The most noteworthy concerns for homeless patients encompass improper storage of things such as medication because of lack of housing, poor access to care due to transport limitations, and lacking funds (Haas et al., 2013). However, since diabetes resource centers provide accommodation, they offer solutions to these problems if the homeless patients join, for example, through help from a Good Samaritan. Moreover, the provision of services to homeless patients at the centers becomes convenient and ensures effective management of diabetes and quality of life. Nevertheless, homeless patients may be unruly for being used to the cruel life in the streets. Additionally, they could resist the services offered for desiring death to escape the problems in the streets.


Community and national resource centers for diabetes help in encouraging policymakers and rousing determinations to decrease diabetes complications.

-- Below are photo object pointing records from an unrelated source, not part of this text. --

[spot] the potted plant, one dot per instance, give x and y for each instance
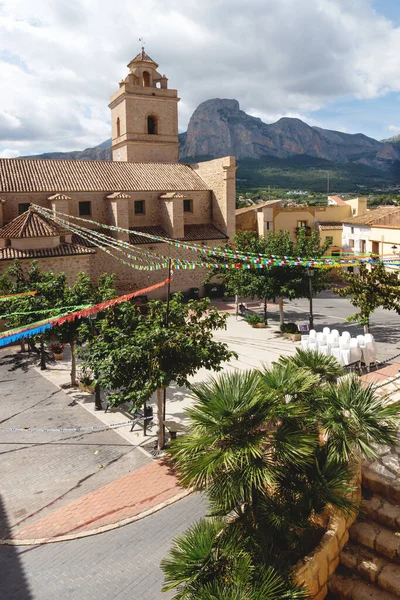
(57, 349)
(255, 321)
(85, 381)
(291, 331)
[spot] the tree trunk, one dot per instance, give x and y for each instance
(73, 363)
(160, 418)
(281, 313)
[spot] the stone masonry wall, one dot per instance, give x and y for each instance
(71, 265)
(220, 176)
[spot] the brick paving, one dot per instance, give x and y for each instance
(124, 498)
(40, 473)
(122, 564)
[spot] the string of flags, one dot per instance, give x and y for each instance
(39, 327)
(13, 296)
(233, 259)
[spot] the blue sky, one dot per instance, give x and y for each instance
(332, 63)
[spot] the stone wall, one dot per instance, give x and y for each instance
(315, 569)
(71, 265)
(220, 176)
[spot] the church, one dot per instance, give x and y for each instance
(144, 190)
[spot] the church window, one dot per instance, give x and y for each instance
(85, 209)
(151, 125)
(139, 207)
(23, 207)
(188, 206)
(146, 79)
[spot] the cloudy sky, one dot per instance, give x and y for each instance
(333, 63)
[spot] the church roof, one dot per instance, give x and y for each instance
(38, 175)
(10, 253)
(30, 225)
(193, 233)
(143, 57)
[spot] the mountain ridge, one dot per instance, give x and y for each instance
(218, 127)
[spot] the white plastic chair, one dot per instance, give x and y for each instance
(324, 349)
(337, 353)
(355, 351)
(305, 340)
(361, 341)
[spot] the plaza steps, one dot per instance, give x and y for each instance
(370, 562)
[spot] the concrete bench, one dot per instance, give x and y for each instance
(174, 427)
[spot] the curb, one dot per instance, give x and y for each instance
(103, 529)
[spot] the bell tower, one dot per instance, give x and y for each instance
(144, 115)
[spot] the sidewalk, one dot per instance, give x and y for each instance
(138, 494)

The Diabetes Research Institute, the Memorial Healthcare System, and the Diabetes Center Miami are some of the resources in Florida that offer services to patients and enlightenment on the best approach to preventing and managing the illness. Though there could be some disadvantages for homeless patients seeking the resources, the advantages are greater.


American Diabetes Association. (2012). Diabetes management in correctional institutions. Diabetes Care, 35(1), 87-93.

American Diabetes Association. (2015). Diabetes advocacy. Diabetes Care, 38(1), 86-87.

Haas, L., Maryniuk, M., Beck, J., Cox, C. E., Duker, P., Edwards, L., & Youssef, G. (2013). National standards for diabetes self-management education and support. Diabetes Care, 36(1), 100-108.

Weller, S. C., Baer, R. D., de Alba Garcia, J. G., & Rocha, A. L. S. (2012). Explanatory models of diabetes in the US and Mexico: The patient–provider gap and cultural competence. Social Science & Medicine, 75(6), 1088-1096.